Making high-profile political appointments could temporarily shift the focus and allow Newsom to be celebrated for a bold choice, depending on who he picks. It could also bring headaches.

Jockeying among several ambitious California politicians and their allies is already underway, particularly among groups that want to see statewide officials who reflect the population’s diversity. The state is nearly 40% Latino, 15% Asian and 6% Black. The pressure campaign takes many forms: direct calls to the governor, chats with his political allies and advisers, and public campaigns. Some hopefuls have made their intentions known directly, while others have through their allies.

Mindy Romero, director of USC’s Center for Inclusive Democracy, sees it as an unenviable position.

“He knows that he is going to make a lot of people unhappy,” she said.

There has been immense pressure on how to fill Harris’ role in particular, as she is the only Black woman in the U.S. Senate. Newsom faces competing demands to appoint California’s first Latino senator or to replace Harris with a Black woman. Beyond Padilla, names under consideration for that job include U.S. Reps. Karen Bass and Barbara Lee, who are both Black, and Long Beach Mayor Robert Garcia, who is Peruvian.

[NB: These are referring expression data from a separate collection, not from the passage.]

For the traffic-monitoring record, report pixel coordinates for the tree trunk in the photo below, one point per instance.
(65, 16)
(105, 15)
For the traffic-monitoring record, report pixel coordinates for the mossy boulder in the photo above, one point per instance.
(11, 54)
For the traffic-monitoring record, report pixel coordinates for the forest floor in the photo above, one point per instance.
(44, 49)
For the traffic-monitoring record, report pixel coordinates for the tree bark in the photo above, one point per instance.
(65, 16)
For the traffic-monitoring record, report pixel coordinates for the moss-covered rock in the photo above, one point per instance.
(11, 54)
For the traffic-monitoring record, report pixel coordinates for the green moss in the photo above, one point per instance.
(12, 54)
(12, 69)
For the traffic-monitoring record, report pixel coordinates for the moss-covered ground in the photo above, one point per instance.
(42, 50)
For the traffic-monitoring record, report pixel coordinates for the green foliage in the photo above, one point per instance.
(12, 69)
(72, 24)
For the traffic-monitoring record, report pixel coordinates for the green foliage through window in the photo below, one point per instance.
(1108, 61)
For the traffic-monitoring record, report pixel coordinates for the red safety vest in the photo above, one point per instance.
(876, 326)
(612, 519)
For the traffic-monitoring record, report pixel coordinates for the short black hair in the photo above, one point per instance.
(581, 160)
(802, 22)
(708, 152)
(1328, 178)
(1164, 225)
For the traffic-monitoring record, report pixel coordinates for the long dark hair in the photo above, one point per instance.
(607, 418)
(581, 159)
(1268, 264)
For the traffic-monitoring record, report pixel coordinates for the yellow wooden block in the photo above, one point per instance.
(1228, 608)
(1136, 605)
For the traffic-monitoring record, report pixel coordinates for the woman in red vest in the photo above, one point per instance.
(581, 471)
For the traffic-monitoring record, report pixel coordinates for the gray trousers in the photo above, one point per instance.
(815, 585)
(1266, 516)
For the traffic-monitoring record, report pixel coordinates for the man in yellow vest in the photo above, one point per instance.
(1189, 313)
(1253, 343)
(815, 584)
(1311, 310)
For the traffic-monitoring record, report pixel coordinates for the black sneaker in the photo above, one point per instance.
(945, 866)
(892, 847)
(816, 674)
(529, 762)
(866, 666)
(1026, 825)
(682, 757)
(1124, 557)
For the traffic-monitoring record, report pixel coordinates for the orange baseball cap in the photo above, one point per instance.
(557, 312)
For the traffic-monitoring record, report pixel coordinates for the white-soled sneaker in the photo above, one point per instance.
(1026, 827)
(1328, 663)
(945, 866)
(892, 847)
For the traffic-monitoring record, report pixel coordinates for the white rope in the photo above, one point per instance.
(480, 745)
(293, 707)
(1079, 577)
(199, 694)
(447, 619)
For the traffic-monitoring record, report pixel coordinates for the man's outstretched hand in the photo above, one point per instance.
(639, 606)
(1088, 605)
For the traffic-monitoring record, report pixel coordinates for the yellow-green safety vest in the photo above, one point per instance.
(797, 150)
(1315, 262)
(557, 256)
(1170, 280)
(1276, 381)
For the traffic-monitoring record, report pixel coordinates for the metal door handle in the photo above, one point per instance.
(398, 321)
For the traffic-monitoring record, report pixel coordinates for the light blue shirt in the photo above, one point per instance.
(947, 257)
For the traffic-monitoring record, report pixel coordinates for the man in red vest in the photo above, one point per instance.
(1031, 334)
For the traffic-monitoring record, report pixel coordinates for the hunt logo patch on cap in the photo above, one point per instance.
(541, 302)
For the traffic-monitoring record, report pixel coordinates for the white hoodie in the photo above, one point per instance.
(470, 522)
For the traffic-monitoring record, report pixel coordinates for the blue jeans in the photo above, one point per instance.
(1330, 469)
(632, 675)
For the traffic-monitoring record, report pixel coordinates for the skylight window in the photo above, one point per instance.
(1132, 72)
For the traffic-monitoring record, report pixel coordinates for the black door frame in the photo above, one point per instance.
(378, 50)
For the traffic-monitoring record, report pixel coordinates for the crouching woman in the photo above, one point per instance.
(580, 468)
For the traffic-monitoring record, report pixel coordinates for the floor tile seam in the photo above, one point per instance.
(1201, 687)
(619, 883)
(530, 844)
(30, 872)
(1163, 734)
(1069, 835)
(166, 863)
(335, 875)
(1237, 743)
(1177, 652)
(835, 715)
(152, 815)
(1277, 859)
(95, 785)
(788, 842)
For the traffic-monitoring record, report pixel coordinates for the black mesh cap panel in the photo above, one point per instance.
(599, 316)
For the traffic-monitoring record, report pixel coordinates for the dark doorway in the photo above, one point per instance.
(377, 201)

The open attorney general seat now gives him “a few more chess pieces” to satisfy competing interests, Romero said.

Less than 24 hours after Biden tapped Becerra, names are already circulating to be his replacement. They include Assemblyman Rob Bonta, Sacramento Mayor Darrell Steinberg, U.S. Rep. Katie Porter, Contra Costa District Attorney Diana Becton and several others. State Assemblywoman Lorena Gonzalez is already running for secretary of state in 2022 and could be considered for that post should it open sooner.

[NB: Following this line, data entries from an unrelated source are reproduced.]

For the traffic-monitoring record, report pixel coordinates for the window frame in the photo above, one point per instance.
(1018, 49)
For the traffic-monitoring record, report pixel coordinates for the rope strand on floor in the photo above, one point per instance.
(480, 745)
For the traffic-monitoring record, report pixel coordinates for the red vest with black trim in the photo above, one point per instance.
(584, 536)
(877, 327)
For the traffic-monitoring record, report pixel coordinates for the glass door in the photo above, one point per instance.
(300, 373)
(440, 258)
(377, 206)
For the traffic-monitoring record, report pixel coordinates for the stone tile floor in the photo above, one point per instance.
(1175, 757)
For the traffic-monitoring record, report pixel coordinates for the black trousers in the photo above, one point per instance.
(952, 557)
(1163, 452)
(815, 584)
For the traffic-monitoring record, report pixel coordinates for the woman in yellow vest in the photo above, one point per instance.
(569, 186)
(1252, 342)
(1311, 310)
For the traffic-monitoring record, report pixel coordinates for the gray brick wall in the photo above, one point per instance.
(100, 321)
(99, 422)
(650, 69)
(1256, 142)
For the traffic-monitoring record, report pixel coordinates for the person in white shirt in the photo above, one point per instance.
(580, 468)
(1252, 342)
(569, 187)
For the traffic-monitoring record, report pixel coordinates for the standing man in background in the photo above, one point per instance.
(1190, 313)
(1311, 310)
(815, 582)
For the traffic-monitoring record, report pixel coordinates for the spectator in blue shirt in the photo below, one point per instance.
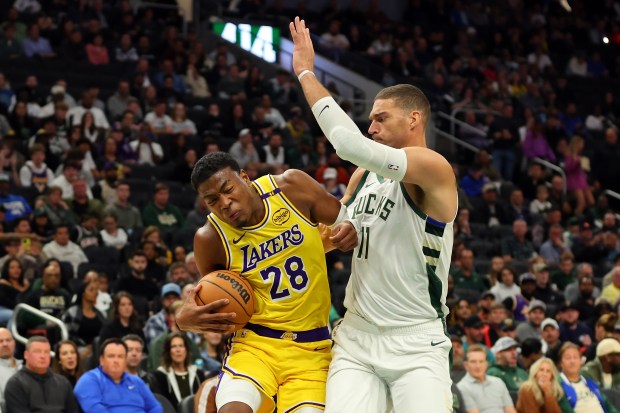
(109, 389)
(34, 45)
(16, 206)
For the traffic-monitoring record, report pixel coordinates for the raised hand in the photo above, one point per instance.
(303, 51)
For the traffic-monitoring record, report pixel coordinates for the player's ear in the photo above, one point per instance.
(244, 175)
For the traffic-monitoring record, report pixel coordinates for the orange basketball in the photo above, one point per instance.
(227, 284)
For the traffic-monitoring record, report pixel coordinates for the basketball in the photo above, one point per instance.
(227, 284)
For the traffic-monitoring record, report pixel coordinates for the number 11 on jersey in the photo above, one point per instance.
(363, 249)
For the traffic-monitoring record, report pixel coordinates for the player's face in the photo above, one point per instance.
(230, 197)
(389, 123)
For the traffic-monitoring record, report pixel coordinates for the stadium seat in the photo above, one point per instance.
(186, 405)
(165, 403)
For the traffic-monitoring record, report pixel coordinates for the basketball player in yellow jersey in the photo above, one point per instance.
(266, 230)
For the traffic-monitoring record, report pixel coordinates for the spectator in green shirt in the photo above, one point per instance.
(160, 212)
(505, 366)
(466, 277)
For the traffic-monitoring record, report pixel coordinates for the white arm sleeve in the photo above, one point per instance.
(353, 146)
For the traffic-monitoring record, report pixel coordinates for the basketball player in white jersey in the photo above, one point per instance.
(391, 348)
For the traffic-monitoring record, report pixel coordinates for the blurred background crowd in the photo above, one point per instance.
(105, 107)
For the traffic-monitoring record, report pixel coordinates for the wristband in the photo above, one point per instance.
(304, 73)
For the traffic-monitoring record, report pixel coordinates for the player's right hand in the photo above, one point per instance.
(205, 318)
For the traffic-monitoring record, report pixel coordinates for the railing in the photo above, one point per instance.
(64, 333)
(462, 124)
(453, 118)
(554, 168)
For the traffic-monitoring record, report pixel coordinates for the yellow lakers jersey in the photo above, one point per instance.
(283, 259)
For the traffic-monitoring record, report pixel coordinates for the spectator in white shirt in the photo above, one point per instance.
(87, 104)
(35, 172)
(63, 249)
(149, 152)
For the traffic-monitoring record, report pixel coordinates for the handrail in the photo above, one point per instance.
(456, 111)
(457, 140)
(64, 333)
(553, 167)
(466, 125)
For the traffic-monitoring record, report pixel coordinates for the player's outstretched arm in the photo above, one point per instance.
(415, 165)
(205, 319)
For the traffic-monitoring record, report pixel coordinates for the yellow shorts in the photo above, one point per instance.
(294, 372)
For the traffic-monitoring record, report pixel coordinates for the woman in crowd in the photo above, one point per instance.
(506, 287)
(12, 284)
(176, 378)
(576, 176)
(124, 318)
(584, 395)
(67, 361)
(83, 320)
(542, 392)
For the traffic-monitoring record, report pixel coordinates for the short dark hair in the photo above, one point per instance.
(531, 346)
(112, 340)
(133, 337)
(211, 163)
(138, 253)
(36, 339)
(166, 360)
(408, 98)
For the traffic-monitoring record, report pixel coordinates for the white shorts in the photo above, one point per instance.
(376, 369)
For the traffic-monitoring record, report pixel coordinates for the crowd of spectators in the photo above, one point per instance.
(97, 217)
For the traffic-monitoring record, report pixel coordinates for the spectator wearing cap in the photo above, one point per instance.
(160, 212)
(476, 332)
(605, 368)
(482, 392)
(550, 332)
(128, 215)
(611, 293)
(521, 302)
(62, 248)
(465, 276)
(571, 292)
(35, 172)
(136, 283)
(583, 393)
(535, 316)
(505, 365)
(163, 321)
(588, 247)
(243, 150)
(544, 290)
(15, 205)
(490, 210)
(571, 329)
(517, 246)
(506, 286)
(531, 352)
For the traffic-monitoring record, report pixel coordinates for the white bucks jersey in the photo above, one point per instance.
(400, 265)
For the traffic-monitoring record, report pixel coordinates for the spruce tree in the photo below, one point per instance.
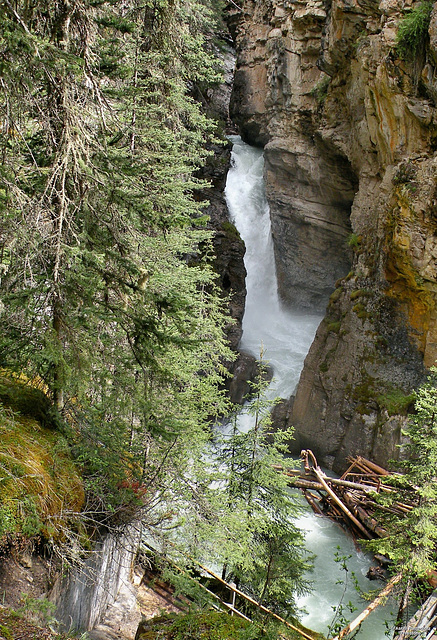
(108, 300)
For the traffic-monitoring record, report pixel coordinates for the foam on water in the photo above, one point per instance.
(286, 336)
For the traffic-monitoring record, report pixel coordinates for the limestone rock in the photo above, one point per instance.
(350, 134)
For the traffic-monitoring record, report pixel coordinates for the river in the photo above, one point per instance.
(285, 336)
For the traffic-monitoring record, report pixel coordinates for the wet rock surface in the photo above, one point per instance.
(350, 134)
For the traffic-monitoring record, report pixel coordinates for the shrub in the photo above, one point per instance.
(413, 30)
(320, 90)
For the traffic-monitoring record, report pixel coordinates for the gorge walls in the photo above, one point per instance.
(349, 130)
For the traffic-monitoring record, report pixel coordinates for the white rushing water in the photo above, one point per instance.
(286, 336)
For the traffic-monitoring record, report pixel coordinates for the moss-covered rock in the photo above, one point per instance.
(38, 480)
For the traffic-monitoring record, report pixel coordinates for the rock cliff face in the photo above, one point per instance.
(350, 132)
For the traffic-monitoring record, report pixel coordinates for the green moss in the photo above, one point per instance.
(38, 479)
(335, 295)
(396, 402)
(354, 241)
(230, 230)
(6, 632)
(334, 327)
(412, 35)
(360, 310)
(320, 90)
(209, 625)
(358, 293)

State Assembly Speaker Anthony Rendon said he hopes Newsom’s appointments will represent the state’s “progressive political values.” Having multiple posts open at once “helps to make some difficult decisions a little bit easier” for Newsom, he said.

Newsom, for his part, has said little about how he’s approaching the selection and hasn’t laid out a timeline for making his choice. Harris has not yet said when she will step down from her Senate seat ahead of the Jan. 20 inauguration, nor has Becerra said when he’ll leave his post.

On Monday, he called Becerra’s nomination as health secretary a “game changer” for California that will bring the “fresh air of progress” on health reform.